The Importance of NetFlow Reliability
2020-11-02 | 9 min read
Network Security, Monitoring and Analysis tools can be classified in many ways, including by the way they ingest traffic – some can ingest raw data, a.k.a. the full packet streams, others can ingest a stripped-down version of the raw data. Often, this stripped-down data is called metadata and only contains the most basic parts of the information about the raw traffic, which are essential for the tools to perform their job. Many tools would be overwhelmed by the sheer bandwidth and processing power needed to ingest raw data and have “adapted” to live off metadata just fine.
NetFlow has been an industry standard feature for generating, exporting and ingesting metadata, ever since it was developed by Cisco and adopted by most networking vendors. NetFlow version 9 and version 10, which is also called IPFIX, are the most popular implementations, and they are used by a significant number of forensics, compliance, SIEM and monitoring tools, and even for re-building real network traffic patterns, such as in the case of Keysight’s TrafficREWIND.
NetFlow v9 uses a list of standard, fixed-size flow fields, while IPFIX made it easy to introduce custom, variable-size fields, meaning that anyone could export any information they wanted about the traffic flows, with virtually no limitation. Keysight leveraged on this via AppStack’s IxFlow, which is a v10 implementation with added support for 130+, and counting, custom flow fields, in addition to the standard ones.
Those specialized tools I mentioned above rely solely on metadata information to perform critical tasks such as monitoring QoS and network health or detecting breaches and attacks. If the metadata exported to these tools is incomplete or plain wrong, then the tool’s job is compromised or severely inefficient; as they say, “garbage in – garbage out”.
In their latest report, the Tolly Group compares between Keysight Vision X and Gigamon GigaVUE-HC3, including their NetFlow implementations, and checks them for performance and accuracy. You can read about this testing report here: Vision X KOs Gigamon GigaVUE-HC3 in Tolly Tests.
So, what do the results mean?
In order to have accurate NetFlow records, it’s necessary to have protocols and applications identified accurately. Vision X complies with flying colors, both under light and high load. But, with nearly 50% rate of failure to identify protocols under higher load, GigaVUE-HC3 clearly falls short of this requirement.
Consequently, 100% of the filtered application traffic arrives at the NetFlow engine on Vision X, while only about 50% of it arrives on GigaVUE-HC3’s Metadata engine.
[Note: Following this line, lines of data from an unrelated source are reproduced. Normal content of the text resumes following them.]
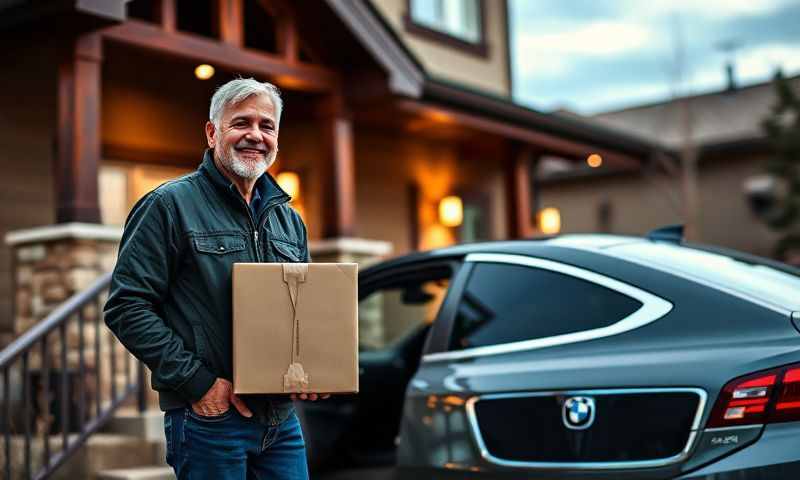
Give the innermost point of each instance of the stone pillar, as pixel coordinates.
(52, 263)
(365, 253)
(345, 249)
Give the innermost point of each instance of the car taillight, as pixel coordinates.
(764, 397)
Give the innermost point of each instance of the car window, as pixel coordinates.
(746, 275)
(505, 303)
(389, 313)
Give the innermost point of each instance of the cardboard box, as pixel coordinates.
(295, 327)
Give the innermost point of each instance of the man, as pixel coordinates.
(170, 297)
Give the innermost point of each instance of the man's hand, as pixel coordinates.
(218, 400)
(311, 396)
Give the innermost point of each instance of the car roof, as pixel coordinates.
(754, 277)
(528, 246)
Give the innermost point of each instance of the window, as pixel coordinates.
(389, 314)
(461, 19)
(505, 303)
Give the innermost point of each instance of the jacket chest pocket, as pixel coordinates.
(285, 251)
(219, 243)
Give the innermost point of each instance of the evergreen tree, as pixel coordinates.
(782, 128)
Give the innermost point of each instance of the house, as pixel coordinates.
(398, 134)
(726, 135)
(391, 106)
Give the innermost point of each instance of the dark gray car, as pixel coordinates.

The immediate consequence of this behavior is that Vision X exports NetFlow and IxFlow records for 100% of traffic, but GigaVUE-HC3 misses about 50%, resulting in poor quality flow records. HC3’s case is undesirable for several reasons:
- Tools receive only a fraction of the information about the network. Instead of knowing the reality, for example, that there are 100 active users with a total bandwidth of 1 Gbps, the tools think there are only 50 users with a bandwidth of 500 Mbps. This can have serious implications on QoS monitoring and capacity planning. Network admins might rest assured thinking that the backbone link is lightly utilized, when in fact it is almost full.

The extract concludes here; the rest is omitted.